A poker tournament consists of a group of people playing poker until one player wins everyone's money.
To start, players buy into the tournament by paying the buy-in and any possible additional fees and then proceed to the tournament zone at the designated time. Each player begins with a fixed amount of tournament chips, which represent the "money" to be gambled. In a freezeout tournament, these chips represent all the money the player may gamble; once they run out, they are eliminated. As players are eliminated, players are moved around and tables are broken to ensure that everyone is playing with roughly the same number of players. For example, in a hundred-player hold'em tournament, play would likely begin with ten tables; once ten players are eliminated, a table is taken out and its players are spread amongst the remaining tables.

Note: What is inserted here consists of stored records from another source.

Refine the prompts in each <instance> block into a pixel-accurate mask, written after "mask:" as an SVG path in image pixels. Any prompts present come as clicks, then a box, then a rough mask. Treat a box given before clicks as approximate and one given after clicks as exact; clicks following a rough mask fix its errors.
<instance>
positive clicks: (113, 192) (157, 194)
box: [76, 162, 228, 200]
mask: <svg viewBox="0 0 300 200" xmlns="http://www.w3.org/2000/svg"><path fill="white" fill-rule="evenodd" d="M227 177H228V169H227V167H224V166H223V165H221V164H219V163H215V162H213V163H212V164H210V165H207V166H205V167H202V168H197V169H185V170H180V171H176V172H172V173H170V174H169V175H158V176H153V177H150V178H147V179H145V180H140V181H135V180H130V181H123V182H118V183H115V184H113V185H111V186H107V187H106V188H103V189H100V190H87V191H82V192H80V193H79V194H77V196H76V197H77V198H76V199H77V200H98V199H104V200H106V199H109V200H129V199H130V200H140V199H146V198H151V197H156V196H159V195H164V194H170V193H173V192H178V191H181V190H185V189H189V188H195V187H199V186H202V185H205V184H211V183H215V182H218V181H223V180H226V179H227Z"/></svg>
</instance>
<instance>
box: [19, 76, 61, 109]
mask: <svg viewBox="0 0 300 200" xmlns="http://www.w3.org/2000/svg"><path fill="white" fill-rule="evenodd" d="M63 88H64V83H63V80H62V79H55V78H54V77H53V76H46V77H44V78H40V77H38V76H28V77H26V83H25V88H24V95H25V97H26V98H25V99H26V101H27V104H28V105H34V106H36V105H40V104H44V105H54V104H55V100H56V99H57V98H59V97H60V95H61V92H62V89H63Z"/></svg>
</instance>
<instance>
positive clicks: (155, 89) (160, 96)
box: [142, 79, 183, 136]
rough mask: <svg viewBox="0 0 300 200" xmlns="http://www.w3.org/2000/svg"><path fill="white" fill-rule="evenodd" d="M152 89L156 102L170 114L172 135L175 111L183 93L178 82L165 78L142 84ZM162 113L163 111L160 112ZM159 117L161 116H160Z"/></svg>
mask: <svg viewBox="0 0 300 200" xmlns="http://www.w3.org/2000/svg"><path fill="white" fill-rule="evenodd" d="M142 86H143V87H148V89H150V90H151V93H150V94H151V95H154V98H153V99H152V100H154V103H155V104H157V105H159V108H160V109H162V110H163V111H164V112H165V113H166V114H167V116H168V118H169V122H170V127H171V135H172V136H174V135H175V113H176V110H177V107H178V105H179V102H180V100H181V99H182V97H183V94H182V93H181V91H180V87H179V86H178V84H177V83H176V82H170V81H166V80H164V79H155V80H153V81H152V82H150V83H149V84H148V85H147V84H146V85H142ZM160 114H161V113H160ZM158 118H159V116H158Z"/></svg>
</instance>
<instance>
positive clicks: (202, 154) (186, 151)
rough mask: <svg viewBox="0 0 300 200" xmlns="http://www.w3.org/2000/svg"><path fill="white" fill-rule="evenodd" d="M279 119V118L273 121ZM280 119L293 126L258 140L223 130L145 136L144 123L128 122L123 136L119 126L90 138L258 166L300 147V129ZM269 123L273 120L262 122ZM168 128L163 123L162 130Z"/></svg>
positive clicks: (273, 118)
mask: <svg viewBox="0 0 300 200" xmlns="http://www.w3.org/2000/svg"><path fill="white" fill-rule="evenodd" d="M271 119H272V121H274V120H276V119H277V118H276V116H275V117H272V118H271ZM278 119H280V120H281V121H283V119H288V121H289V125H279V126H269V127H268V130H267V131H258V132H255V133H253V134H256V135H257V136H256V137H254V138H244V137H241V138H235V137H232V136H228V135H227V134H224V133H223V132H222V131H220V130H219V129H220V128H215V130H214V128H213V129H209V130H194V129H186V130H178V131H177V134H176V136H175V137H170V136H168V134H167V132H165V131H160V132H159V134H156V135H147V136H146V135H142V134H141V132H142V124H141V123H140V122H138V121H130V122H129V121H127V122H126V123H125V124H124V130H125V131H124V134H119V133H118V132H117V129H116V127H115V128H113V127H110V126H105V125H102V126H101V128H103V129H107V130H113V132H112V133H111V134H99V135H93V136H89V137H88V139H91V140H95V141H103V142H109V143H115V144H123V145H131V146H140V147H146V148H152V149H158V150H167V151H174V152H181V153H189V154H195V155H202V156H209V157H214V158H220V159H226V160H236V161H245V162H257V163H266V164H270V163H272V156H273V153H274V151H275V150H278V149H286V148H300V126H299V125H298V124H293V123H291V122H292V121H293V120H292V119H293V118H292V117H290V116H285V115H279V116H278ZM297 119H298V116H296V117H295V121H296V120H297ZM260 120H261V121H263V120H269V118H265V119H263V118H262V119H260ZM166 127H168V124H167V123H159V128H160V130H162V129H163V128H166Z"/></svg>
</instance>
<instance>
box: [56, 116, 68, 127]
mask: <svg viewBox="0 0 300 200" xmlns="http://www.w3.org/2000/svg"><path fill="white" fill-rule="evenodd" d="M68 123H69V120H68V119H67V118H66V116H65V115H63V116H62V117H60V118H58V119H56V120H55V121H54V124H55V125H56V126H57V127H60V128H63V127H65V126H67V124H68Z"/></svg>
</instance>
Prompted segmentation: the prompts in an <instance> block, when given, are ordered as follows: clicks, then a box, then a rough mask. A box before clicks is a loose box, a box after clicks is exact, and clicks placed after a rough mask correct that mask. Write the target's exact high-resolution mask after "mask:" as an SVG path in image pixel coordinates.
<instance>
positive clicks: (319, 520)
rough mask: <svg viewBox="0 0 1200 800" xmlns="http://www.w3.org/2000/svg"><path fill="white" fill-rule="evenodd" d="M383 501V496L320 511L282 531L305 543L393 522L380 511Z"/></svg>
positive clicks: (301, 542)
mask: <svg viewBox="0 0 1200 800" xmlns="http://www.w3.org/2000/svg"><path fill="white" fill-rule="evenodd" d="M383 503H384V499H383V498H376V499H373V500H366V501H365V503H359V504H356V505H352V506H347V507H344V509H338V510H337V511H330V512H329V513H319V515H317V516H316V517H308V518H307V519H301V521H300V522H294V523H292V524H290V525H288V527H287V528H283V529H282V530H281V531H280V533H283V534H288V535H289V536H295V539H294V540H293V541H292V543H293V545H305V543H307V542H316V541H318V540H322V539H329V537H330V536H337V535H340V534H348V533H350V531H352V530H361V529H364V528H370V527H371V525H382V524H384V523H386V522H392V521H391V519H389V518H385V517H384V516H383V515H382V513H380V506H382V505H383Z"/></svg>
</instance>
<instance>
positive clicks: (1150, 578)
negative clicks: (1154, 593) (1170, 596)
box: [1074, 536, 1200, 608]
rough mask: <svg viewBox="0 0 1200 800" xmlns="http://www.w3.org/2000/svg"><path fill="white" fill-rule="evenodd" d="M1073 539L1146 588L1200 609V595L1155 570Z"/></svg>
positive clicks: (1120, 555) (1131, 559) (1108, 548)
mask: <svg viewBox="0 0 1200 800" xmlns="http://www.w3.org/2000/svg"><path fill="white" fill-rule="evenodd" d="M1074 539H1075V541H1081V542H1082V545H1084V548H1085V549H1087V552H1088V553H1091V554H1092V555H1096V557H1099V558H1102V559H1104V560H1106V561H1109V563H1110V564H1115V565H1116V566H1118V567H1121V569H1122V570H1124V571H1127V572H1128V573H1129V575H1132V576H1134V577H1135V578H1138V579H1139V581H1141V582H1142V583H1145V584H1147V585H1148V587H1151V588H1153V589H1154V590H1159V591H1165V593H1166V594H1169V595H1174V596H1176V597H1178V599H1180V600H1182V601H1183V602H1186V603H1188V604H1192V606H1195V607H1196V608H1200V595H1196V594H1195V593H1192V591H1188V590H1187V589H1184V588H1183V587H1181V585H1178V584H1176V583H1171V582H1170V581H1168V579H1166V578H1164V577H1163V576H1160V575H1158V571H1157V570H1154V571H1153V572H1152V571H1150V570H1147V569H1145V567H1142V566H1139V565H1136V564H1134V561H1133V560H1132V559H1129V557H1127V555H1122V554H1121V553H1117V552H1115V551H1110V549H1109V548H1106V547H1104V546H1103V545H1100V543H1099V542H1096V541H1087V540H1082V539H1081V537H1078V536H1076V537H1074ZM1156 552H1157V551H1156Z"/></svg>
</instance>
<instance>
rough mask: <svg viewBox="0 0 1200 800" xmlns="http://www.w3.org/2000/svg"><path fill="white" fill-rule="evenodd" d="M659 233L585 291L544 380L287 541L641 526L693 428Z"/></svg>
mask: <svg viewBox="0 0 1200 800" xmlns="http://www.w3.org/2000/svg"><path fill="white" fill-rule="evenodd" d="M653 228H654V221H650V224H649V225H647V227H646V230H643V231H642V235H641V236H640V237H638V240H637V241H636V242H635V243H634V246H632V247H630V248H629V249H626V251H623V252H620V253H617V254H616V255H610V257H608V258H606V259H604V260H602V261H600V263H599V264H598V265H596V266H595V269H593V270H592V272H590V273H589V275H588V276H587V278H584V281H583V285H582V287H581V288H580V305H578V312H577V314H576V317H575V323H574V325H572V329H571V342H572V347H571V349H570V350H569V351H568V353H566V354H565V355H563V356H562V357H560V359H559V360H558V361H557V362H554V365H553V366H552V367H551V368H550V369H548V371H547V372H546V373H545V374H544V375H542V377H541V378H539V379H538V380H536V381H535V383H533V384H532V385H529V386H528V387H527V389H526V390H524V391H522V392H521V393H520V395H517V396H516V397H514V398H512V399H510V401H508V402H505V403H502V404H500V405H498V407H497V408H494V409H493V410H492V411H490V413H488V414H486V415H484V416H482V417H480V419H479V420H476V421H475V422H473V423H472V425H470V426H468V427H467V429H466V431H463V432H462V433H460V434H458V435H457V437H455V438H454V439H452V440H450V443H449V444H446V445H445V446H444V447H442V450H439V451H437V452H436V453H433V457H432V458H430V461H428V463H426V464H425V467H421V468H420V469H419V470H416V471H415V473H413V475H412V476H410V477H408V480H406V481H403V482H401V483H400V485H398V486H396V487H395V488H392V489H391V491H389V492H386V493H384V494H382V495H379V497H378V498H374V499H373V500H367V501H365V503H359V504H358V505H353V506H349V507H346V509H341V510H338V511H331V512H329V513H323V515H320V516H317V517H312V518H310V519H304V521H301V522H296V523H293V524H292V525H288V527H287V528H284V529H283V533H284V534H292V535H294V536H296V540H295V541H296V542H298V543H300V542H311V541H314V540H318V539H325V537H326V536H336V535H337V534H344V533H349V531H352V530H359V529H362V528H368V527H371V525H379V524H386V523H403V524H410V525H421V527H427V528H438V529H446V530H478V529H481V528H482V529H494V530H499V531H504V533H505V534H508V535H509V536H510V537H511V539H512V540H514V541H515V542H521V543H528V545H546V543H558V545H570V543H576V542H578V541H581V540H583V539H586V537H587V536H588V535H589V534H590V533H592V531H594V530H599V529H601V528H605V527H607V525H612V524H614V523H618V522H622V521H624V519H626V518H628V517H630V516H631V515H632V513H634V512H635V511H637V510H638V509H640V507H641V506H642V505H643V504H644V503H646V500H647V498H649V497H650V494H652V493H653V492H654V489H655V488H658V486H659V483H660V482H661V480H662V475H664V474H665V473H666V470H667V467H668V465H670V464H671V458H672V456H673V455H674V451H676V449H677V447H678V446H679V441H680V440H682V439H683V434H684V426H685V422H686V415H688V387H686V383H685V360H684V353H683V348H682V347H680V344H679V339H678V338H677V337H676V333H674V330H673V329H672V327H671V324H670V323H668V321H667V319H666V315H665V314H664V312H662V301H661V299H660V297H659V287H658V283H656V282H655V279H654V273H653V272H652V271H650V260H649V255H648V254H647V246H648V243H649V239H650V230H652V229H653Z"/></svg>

To make sure players continue to be knocked out, the blinds and antes increase regularly throughout the tournament. For example, in a no-limit hold 'em tournament where everyone starts with $1,000 in chips, the blinds may start at $5-$10, then increase to $10-$20, $15-$30, $20-$40, $30-$60, and so on. In major tournaments, the price of poker may increase only every 90 or 120 minutes, though in low buy-in tournaments 30 minutes is more common. Play continues, with breaks if necessary, until only one player remains.
Most tournaments pay out about ten percent of its field. The winner may receive 30%, the runner-up 16%, third place 10%, and so on down the line, until the last player paid gets only a little more than the buy-in.
While freezeout tournaments are the most common, other formats exist. Rebuy tournaments allow players to buy more chips early on in a tournament, if they meet certain criteria. For example, a tournament may allow players to rebuy in the first two hours of a tournament as long as they have fewer chips than they started with. Rebuys tournaments often also allow add-ons—purchasing additional chips at the end of the rebuy period, no matter a player's chip count.
Shootout tournaments do not redistribute players or break up tables. For example, if a hold 'em shootout begins with 100 players at ten tables, each table would play down to a winner, and each of these winners meet at a final table to play down to the ultimate winner.
Poker Tournament buy-ins vary greatly. Buy-ins may be as low as $0 (these are known as freerolls) or $1 on the Internet and as high as $25,000 in high-stakes casinos. At the World Series of Poker, buy-ins range from $1,000 for the ladies only event to $10,000 for the world championship events and even $50,000 for the world championship H.O.R.S.E. event. Any tournament with a buy-in of at least $1,000 is considered notable, and any with a buy-in of $5,000 is considered a major tournament.